One of those “could have been bigger than the Beatles” acts that somehow got away, Odeon Beat Club didn’t simply give up when their second album failed to make the big breakthrough. Though you could have forgiven them if they had – getting on for a decade of being, it seemed, the ‘next big thing’, they produced a succession of irresistible singles which all failed to achieve the heights they deserved. Then, a strange flirtation with fate, or so it seemed, as Pete Doherty appointed them as support for some sold-out Barrowlands shows. However, while The View were down the cop shop and in the tabloids with Doherty, the Glasgow four-piece were the ones who couldn’t get arrested, and the Babyshambles-endorsed album vanished without trace.
Anyhoo. Fast forward two or so years. The band rather than officially splitting simply seemed to vanish, and it became clear that singer Paul Tierney’s relocation to Bristol and reemergence as solo act Lonely Tourist at least answers the question “where are they now?”
Given that this solo album is indeed a stripped-back affair with just the odd bit of percussion and keys – nowhere near the occasional wall of sound that the Beatclub favoured – it’s still song-based, and falls somewhere between the very Glaswegian indie rock of early Beatclub and the more ragged – and current – stuff that caught Doherty’s ear.

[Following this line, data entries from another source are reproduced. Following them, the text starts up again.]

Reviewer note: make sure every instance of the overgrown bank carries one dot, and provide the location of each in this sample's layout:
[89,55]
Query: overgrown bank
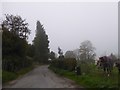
[9,76]
[95,79]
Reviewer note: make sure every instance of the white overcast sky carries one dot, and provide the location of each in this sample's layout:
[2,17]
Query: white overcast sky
[69,23]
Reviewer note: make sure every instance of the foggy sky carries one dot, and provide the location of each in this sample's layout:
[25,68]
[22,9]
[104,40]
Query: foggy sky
[69,24]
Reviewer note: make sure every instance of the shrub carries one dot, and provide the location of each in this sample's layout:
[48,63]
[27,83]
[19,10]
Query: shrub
[67,64]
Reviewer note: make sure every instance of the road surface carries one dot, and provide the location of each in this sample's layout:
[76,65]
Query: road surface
[41,77]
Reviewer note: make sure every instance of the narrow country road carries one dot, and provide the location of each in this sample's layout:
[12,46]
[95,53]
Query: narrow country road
[41,77]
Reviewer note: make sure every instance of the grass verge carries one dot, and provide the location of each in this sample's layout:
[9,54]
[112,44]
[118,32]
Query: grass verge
[95,79]
[9,76]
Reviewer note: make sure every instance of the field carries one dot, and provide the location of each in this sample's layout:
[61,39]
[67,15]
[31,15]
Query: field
[94,79]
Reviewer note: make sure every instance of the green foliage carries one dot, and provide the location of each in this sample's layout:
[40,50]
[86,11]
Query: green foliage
[66,64]
[93,80]
[52,55]
[13,47]
[30,50]
[41,44]
[25,70]
[16,25]
[8,76]
[87,51]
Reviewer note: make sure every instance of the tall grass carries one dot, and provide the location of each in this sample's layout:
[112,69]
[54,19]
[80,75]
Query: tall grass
[94,79]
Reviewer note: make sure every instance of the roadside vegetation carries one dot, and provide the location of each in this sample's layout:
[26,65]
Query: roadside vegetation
[94,79]
[18,56]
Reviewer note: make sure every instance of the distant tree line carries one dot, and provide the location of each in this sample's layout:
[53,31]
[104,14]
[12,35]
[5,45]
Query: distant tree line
[16,52]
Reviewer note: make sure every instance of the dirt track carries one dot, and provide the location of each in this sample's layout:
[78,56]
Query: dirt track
[41,77]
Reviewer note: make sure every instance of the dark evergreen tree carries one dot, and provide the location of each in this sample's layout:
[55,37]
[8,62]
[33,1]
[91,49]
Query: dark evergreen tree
[16,25]
[52,55]
[41,44]
[60,52]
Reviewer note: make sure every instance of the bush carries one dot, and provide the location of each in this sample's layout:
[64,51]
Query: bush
[8,76]
[66,64]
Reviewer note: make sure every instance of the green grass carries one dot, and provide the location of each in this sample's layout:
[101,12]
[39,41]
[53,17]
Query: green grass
[9,76]
[94,79]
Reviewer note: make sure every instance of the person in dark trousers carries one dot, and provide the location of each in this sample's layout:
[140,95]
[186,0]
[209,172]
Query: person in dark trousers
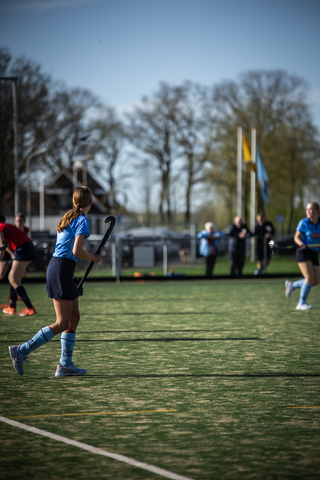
[238,234]
[23,254]
[264,231]
[209,247]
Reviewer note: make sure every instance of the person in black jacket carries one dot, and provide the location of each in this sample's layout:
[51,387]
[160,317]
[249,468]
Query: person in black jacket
[238,234]
[264,231]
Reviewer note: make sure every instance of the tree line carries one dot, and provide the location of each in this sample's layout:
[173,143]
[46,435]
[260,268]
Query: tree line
[181,138]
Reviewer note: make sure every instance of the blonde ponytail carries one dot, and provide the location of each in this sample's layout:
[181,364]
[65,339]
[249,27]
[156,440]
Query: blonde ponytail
[82,197]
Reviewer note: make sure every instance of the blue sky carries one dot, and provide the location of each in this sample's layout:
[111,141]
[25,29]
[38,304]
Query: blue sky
[122,49]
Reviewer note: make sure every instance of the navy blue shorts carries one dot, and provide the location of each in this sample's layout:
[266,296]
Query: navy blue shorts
[307,255]
[6,259]
[25,252]
[60,283]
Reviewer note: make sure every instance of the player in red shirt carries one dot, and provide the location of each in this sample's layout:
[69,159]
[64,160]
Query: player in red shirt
[23,254]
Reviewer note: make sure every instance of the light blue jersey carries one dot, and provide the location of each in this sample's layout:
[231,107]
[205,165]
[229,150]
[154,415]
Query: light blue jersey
[310,232]
[66,238]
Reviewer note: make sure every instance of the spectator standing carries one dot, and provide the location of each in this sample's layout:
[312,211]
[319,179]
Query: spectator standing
[209,247]
[238,234]
[264,231]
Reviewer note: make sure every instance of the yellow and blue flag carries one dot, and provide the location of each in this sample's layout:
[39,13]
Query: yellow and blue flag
[262,178]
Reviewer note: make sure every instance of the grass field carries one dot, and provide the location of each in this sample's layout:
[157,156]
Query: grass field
[206,380]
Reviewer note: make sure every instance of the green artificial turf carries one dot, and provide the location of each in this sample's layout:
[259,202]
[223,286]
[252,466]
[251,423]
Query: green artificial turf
[208,380]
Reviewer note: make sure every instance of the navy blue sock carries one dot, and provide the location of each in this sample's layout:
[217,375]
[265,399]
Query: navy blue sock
[24,296]
[13,297]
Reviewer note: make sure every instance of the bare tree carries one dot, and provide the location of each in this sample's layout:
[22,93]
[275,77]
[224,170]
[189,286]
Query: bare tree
[194,124]
[109,137]
[151,130]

Top tune here is the single ‘Patron Saint Procrastinate’ but among the 10 very worthwhile tracks here, the jangle of ‘Trojan Box Calypso’ is old school Beatclub, while the almost skiffle ‘Beatclub Chancer’ holds up the side for the more mode-ish direction of songwriting. ‘Too Old For Clubbing’ is dark folk with a big wall of sound production – which contrasts sonically if not lyrically with the closing ‘Prince Of The World’, downbeat and deflated, until a celestial choir strikes up and gives an album which has real hidden depths the lift it deserves.